[FoRK] The Future of Desktops
J. Andrew Rogers
andrew at jarbox.org
Sun Mar 2 13:17:30 PST 2014
On Mar 2, 2014, at 2:39 AM, Stephen Williams <sdw at lig.net> wrote:
> Sometimes you want to render on the server and pass the result (tiled result or video or baked 3D) to the client and sometimes you want to compute on the client. There's no point in sending the result of mundane operations over a link like manipulation of data or viewport of fixed or locally generated (games etc.) viz: that would be jaggy. Certainly there are interesting cases that need to be done in the hive / megaframe, where the source data size swamps the vizualization bandwidth. Often, the viz is generated from much smaller data: in those cases, client-side is usually better.

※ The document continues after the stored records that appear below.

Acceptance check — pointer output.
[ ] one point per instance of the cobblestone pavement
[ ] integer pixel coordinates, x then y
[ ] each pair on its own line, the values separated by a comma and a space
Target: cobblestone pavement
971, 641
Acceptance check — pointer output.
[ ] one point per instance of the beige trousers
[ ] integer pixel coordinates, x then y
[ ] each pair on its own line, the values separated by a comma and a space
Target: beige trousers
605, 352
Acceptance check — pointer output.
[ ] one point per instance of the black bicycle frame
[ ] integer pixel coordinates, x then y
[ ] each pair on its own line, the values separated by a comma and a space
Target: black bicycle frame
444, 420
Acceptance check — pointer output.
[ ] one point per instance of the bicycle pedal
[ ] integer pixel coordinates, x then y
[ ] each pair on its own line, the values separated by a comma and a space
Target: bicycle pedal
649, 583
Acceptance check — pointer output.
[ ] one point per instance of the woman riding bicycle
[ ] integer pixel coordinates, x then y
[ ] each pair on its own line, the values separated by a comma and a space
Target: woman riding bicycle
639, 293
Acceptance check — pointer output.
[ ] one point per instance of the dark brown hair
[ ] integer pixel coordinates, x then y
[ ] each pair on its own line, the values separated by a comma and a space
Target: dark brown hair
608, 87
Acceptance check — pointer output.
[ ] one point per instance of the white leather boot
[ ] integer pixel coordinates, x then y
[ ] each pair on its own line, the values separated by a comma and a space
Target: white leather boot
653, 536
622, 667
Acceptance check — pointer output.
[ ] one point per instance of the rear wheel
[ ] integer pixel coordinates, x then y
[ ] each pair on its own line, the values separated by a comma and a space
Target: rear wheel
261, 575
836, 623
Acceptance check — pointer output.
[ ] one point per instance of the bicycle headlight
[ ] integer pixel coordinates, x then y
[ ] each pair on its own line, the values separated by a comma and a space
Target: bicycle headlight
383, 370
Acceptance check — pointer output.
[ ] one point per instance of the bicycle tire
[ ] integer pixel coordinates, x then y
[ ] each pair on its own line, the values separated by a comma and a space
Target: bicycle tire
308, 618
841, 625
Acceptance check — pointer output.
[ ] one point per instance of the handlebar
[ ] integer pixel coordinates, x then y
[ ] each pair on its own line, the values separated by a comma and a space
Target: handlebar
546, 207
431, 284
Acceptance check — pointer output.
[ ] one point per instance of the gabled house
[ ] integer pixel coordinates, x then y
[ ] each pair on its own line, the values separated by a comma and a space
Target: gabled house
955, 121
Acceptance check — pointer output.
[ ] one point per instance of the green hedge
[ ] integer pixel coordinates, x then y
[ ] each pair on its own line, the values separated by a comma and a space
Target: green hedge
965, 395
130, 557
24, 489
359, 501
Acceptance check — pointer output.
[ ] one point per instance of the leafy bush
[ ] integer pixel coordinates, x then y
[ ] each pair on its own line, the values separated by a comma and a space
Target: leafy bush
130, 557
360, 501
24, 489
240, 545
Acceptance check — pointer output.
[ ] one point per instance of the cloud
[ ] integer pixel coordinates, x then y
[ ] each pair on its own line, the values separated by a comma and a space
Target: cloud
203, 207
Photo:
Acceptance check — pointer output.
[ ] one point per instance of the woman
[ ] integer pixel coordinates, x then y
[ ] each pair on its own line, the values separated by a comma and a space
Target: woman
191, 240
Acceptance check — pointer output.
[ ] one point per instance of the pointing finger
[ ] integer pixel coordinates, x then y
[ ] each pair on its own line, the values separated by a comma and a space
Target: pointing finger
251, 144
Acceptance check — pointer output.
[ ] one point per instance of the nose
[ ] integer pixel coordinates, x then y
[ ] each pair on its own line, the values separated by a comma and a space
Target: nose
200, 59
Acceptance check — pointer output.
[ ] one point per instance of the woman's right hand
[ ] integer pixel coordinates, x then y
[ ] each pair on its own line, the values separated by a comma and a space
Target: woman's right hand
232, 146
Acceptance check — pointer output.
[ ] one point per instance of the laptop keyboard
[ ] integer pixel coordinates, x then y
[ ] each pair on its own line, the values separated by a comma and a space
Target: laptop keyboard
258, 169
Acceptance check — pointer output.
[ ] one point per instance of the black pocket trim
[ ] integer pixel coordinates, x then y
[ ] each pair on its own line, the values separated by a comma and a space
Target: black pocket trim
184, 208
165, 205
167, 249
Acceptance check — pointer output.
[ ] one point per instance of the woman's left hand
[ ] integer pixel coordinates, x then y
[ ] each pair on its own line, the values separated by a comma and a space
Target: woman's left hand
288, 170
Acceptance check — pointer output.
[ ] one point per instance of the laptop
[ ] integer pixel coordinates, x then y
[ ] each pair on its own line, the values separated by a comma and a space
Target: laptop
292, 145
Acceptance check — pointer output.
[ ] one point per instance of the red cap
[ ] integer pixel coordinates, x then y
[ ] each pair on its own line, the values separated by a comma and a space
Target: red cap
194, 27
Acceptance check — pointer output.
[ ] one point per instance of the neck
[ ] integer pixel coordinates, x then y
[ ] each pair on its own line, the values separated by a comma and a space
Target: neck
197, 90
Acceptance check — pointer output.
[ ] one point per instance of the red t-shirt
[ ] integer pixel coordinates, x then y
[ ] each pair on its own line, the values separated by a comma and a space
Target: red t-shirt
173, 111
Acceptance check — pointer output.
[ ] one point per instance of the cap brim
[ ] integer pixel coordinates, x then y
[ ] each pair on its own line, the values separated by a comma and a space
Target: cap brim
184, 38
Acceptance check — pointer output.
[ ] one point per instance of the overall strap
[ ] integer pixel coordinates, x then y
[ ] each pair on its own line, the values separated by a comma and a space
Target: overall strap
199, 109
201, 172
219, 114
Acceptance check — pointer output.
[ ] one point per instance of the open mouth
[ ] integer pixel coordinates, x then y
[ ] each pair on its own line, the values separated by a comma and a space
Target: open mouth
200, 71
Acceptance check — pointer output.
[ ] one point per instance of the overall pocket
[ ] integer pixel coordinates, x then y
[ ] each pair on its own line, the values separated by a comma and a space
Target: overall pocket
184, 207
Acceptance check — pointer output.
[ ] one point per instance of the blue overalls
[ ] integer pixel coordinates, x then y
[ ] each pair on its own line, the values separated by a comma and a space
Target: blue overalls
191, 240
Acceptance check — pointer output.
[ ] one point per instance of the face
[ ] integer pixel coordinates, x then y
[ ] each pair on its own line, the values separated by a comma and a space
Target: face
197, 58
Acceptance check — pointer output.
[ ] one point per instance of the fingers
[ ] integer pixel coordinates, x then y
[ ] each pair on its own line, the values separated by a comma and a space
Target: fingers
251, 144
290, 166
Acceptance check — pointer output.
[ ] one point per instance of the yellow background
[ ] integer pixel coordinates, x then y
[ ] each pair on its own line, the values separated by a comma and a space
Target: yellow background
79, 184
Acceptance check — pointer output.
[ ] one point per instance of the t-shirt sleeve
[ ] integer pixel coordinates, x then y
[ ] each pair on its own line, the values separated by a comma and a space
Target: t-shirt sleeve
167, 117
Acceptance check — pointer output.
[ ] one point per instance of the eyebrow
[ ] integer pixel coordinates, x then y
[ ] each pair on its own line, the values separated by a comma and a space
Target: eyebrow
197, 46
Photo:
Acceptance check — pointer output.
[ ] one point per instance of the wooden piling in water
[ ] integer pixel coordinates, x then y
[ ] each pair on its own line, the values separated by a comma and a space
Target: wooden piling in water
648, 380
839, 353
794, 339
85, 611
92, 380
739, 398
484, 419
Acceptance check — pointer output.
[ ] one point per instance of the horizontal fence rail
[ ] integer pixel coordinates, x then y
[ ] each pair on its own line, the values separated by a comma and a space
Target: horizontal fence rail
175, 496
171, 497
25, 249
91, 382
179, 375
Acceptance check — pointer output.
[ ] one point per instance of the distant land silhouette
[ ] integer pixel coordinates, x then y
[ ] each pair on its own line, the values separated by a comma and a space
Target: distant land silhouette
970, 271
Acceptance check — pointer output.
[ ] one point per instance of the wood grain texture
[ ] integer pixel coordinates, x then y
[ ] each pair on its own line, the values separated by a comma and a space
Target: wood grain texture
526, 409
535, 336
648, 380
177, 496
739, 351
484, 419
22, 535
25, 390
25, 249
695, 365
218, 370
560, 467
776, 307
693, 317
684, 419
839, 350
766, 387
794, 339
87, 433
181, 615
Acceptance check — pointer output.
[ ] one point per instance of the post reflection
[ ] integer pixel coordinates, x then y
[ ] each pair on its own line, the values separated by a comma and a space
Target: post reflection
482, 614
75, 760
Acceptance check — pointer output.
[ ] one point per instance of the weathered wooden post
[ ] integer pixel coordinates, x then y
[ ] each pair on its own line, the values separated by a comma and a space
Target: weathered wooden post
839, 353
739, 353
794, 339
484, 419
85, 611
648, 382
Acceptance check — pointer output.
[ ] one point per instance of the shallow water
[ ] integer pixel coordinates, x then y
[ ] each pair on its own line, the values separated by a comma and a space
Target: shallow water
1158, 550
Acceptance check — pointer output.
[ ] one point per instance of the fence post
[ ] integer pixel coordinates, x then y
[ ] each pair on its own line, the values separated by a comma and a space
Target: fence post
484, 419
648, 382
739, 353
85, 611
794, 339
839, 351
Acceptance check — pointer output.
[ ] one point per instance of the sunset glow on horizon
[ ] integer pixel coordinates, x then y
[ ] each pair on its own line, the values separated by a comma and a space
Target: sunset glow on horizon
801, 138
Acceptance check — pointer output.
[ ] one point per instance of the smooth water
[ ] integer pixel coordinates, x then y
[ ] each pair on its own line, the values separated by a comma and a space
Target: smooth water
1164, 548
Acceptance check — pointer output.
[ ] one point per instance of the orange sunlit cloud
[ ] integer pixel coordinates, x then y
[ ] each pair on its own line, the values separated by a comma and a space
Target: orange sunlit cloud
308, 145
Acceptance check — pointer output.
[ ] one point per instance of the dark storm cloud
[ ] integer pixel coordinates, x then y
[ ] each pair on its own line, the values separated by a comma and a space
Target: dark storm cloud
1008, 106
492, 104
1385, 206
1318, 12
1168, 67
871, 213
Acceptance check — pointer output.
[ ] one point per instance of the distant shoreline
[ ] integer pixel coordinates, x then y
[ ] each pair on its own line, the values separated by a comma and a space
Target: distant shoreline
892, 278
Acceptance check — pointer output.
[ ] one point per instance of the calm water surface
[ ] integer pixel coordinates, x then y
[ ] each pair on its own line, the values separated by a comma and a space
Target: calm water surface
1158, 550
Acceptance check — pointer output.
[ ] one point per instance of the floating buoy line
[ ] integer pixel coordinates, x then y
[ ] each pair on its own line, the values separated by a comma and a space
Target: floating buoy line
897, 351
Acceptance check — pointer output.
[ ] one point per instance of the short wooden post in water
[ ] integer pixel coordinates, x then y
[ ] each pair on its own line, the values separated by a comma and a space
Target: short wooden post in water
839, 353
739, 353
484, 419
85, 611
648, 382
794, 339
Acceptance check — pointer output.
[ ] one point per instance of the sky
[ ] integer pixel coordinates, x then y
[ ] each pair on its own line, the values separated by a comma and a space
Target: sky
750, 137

The issue is data *velocity*, not volume per se. The data model size could be quite modest but the update rate extremely high. This does violence to traditional UI rendering models, whether client or server side. These cases used to be an outlier a few years ago but now show up in all kinds of applications, mostly thanks to the Internet of Everything. Real-time entity tracking and analysis, a sexy growth area in just about every industry, is a canonical example of this type of usage pattern.
When the data model that is being rendered in a UI is changing a billion times per second, you can’t push the render to the client and you can’t ship a static reduction either. In fact, you can’t even afford to render everything on the server cluster by default; you have to be selective about the parts of the data model that need to be rendered in any particular instance.
This has created a positive environmental pressure in analytic software: it has forced people to design systems that remove the human element entirely. Humans were the only reason the UI existed in the first place; it is easier to design around the human.
> It should be possible to stream textures and meshes in an efficient way and incorporate those into local rendering. That allows interaction controls and other locally generated viz to be smooth and fast. Google Maps and Google Earth are examples of this.
Google Maps and Earth are essentially static data models. It makes the problem trivial. A meaningfully “live” version of Google Earth would require a rewrite of both the front and back.